Most organizations go through a formal decision-making process when they allocate resources to a particular initiative or when they develop an annual capital plan. Whenever we chose to allocate money or people to something, organizations typically follow a familiar three step process.
Learn
During the learn phase we are gathering data, building knowledge, and curating information on both the problem at hand and potential solutions. Our goal is to articulate the problem, offer a series of potential solutions and maybe articulate a recommendation or a preferred option.
To achieve this, first we spend time to learn about the presenting issue. We conduct extensive research, do analysis, run focus groups and interviews to make sure we fully understand the issues and problems that need to be solved. In a nutshell, the goal is to figure out who our customer is, what needs they have, and how best can we serve them.

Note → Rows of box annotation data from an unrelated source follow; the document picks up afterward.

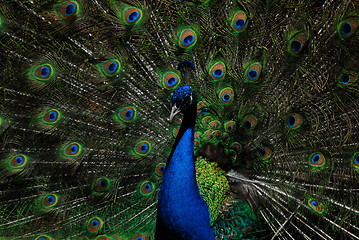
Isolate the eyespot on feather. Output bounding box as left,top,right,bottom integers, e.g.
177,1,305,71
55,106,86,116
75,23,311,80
218,87,234,104
230,11,248,33
162,72,181,89
230,142,242,153
8,154,28,170
30,64,55,82
201,116,213,127
224,121,236,133
309,152,327,171
209,120,221,129
208,62,226,81
123,7,142,25
178,28,197,49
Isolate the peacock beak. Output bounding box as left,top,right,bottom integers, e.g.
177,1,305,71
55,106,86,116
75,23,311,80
170,104,181,122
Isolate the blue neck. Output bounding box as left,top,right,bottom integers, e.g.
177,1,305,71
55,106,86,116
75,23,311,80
156,109,214,240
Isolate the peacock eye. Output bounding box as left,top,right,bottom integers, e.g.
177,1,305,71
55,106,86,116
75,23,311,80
178,29,197,48
124,7,142,25
224,121,236,133
209,62,226,81
230,142,242,152
209,120,221,129
309,152,326,171
231,11,248,33
218,87,234,104
8,154,28,170
32,64,54,82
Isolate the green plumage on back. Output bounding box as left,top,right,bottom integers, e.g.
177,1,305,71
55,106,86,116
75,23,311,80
0,0,359,240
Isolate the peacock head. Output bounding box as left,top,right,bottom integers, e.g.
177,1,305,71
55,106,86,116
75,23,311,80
170,86,197,121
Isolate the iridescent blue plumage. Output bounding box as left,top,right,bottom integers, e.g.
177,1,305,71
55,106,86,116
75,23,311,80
156,86,214,240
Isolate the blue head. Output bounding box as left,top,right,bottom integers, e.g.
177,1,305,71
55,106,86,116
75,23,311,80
170,86,197,120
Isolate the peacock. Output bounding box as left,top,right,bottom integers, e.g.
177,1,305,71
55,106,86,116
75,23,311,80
0,0,359,240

Second, once we have identified the issues, we can begin to look at alternative solutions. We analyze the various merits of each solution and develop a cost benefit analysis of each option so we can think about how to best make a recommendation. If our solution includes a third party, for example a piece of technology or software, we will likely do additional diligence to measure things like functionality, integration, and relationships. We’d be inclusive of different stakeholder groups so that we had the opportunity to obtain a broad set of inputs on the final set of answers.

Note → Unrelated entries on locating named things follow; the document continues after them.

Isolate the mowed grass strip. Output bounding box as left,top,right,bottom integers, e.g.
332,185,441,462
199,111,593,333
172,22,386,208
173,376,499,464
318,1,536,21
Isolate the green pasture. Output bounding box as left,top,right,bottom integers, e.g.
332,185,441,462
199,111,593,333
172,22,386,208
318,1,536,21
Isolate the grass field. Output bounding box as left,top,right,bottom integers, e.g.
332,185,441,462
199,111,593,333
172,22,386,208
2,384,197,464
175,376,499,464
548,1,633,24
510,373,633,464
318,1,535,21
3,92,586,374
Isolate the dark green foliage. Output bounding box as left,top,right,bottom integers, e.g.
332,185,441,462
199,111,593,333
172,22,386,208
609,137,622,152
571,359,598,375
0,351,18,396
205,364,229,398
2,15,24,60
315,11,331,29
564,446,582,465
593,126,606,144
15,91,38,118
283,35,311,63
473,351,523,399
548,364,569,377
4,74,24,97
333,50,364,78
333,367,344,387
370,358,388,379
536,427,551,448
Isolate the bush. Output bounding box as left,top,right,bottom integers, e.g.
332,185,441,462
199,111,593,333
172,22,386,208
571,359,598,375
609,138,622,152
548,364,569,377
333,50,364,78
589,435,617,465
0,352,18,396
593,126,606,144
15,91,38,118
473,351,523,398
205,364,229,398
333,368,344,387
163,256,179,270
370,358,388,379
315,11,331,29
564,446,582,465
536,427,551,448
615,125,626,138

Finally, we prepare our presentation with our findings and recommendation.
Decide
Decision rights for capital spending typically sit with an executive team or a subset thereof. The team doing the “learning” will make their presentation to the executive team and make their recommendation. Usually there is some back and forth discussion, maybe the team has to go away and answer some additional questions but eventually the decision is made to either support or not support the capital allocation.
Act
Once approval has been obtained the team can then move onto the implementation of the solution. The work to solve the problem can now begin.
The Problem
As you can imagine this governance and decision-making process takes a significant amount of time. There are four distinct problems with this approach.
First, with a fast-paced business environment and innovation driving new ways of working, new technologies, and new possibilities it’s more than possible to create capabilities that don’t meet future needs.
Second, the learn phase never quite achieves what you intend it to. There always seems to be a series of “gotchas’ during the act phase. These lead to budget overages, time delays, and the reduction of scope. This is because we don’t know what we don’t know and only through experience can we solve this paradox.
Third, the learn phase doesn’t typically consider the difficulty in driving adoption of a new capability. Skills may need to be developed, behaviors changed, and reliance on old operating procedures need to be undone.
Finally, according to the National Training Laboratory, action-based learning results in three times the retention and understanding as passive based learning, Acting therefore contributes more to learning than simply reading or researching.
An Alternative
One of our principles is to move into action sooner rather than later. We encourage clients to learn by doing so they can better understand the presented issues, potential solutions, and behaviors that will need to be changed to drive adoption of the new capability.
Another principle we live by is to break down a problem into more manageable chunks and work to solve each of them over time. This is grounded in the fact that you want to avoid any kind of “Big Bang” implementation. Better to implement a series of smaller changes rather than one large one.
We prefer a series of small success rather than a death march that results in mediocrity.
Our suggestion therefore is to change the governance and decision-making process to help improve adoption, reduce risk, and create momentum
With the overall goal in mind, work towards taking smaller steps, learn as you go, and then decide which appropriate steps to take next. This iterative approach allows you to uncover and resolve what you don’t know about what you don’t know.